Multi-sensor remote sensing of effusive eruption dynamics and lava flow morphology at Great Sitkin Volcano, Alaska

Abstract

Remote sensing of effusive eruptions is critical for monitoring and assessment of lava flow morphology and dynamics. For remote eruptions, such as the 2021-present explosive and effusive eruption of Great Sitkin Volcano in the central Aleutian Islands, Alaska, remote sensing provides our primary dataset for characterizing eruptive behavior and assessing hazards. Following precursory seismicity, SO2 emissions, and elevated surface temperatures, a vulcanian eruption at Great Sitkin on 26 May 2021 marked the onset of an ongoing eruptive period (as of submission). More than 14 months of lava effusion has filled most of the volcano’s summit crater with lava (~1.1 km in diameter) and spilled down the upper flanks of the edifice, forming flow lobes up to 1.2 km long. We integrate a time series of multi-sensor remote sensing from thermal, optical, and radar sensors to track the three-dimensional emplacement and thermal emissions of ongoing lava effusion at Great Sitkin.
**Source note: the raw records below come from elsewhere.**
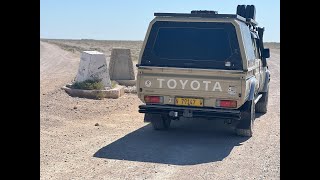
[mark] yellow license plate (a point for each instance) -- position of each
(189, 101)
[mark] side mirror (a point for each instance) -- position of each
(266, 53)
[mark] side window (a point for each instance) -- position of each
(247, 41)
(256, 49)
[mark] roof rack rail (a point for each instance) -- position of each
(248, 21)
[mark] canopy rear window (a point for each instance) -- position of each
(192, 44)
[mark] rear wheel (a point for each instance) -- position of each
(245, 126)
(162, 123)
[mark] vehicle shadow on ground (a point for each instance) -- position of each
(186, 143)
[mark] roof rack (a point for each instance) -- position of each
(248, 21)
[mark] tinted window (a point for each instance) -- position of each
(192, 45)
(248, 44)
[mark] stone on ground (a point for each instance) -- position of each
(93, 65)
(121, 66)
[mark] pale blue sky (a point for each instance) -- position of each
(129, 19)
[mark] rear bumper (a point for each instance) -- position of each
(210, 113)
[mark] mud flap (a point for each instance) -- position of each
(149, 117)
(245, 121)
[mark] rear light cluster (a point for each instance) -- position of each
(153, 99)
(226, 103)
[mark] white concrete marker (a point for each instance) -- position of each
(93, 65)
(121, 66)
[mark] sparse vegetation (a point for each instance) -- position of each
(89, 85)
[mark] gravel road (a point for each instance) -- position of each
(122, 146)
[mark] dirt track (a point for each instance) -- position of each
(124, 147)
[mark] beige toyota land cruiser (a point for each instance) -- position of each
(204, 65)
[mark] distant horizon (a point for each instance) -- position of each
(119, 40)
(129, 20)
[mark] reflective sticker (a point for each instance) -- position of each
(147, 83)
(232, 90)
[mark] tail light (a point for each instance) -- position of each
(226, 103)
(153, 99)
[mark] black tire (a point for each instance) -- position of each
(245, 126)
(161, 124)
(262, 105)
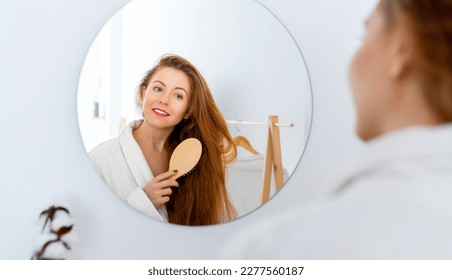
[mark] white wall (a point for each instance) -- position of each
(42, 155)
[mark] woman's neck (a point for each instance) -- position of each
(149, 137)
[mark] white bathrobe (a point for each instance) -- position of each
(393, 202)
(124, 168)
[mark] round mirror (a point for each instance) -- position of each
(252, 65)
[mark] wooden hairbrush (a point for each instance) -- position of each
(185, 157)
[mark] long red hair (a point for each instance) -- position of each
(431, 24)
(202, 197)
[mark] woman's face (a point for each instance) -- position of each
(370, 79)
(166, 97)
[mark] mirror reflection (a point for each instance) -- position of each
(227, 73)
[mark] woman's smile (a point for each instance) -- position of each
(159, 112)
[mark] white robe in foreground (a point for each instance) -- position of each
(393, 202)
(124, 168)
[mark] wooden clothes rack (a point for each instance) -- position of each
(273, 157)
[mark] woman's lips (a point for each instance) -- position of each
(160, 112)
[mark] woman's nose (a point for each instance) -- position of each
(164, 100)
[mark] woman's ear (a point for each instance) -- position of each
(142, 93)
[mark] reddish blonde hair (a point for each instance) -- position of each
(431, 24)
(201, 198)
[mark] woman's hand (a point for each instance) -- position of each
(159, 189)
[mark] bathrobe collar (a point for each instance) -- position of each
(134, 156)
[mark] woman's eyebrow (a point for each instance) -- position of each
(157, 81)
(182, 89)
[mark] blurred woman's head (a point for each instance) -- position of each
(402, 75)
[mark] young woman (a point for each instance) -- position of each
(176, 104)
(394, 200)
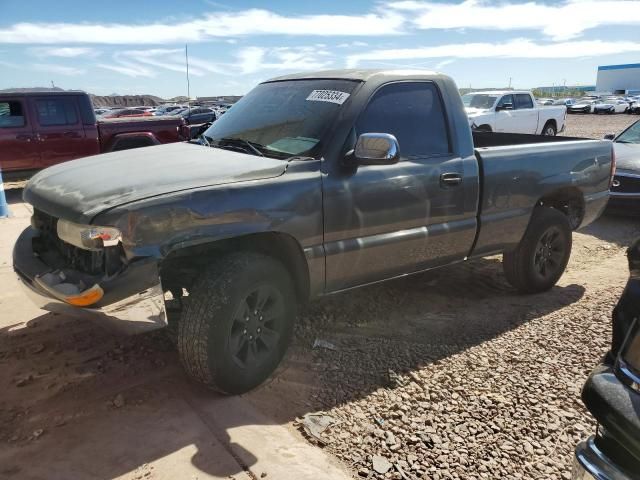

Very-high-spatial-resolution (<1-meter) synthetic aperture radar imagery and bistatic acquisitions from TerraSAR-X/TanDEM-X and optical imagery from Maxar, including stereo and shortwave infrared acquisitions, have allowed detailed quantification of the lava flow morphology (including flow extent, thickness, volume, and surface morphology) through time. We also analyze multi-sensor thermal imagery (MODIS, VIIRS) to track the thermal evolution of the lava flow at higher temporal resolution (hours) but coarser spatial resolution (0.4 - 1 km). Higher spatial resolution (90-meter) night-time Landsat-8/9 data allow more detailed analysis of thermal activity. Our results combine with modeling to indicate effusion rates of up to 7 m³/s, viscosities of ~10^10 Pa s, and the evolving emplacement dynamics from endogenous to exogenous growth and interaction with both glacial ice and topography. We compare these to corresponding geochemical and geophysical datasets, including samples from the 2021 explosive phase and past Great Sitkin eruptions, to assess eruption composition, evolution, and hazards.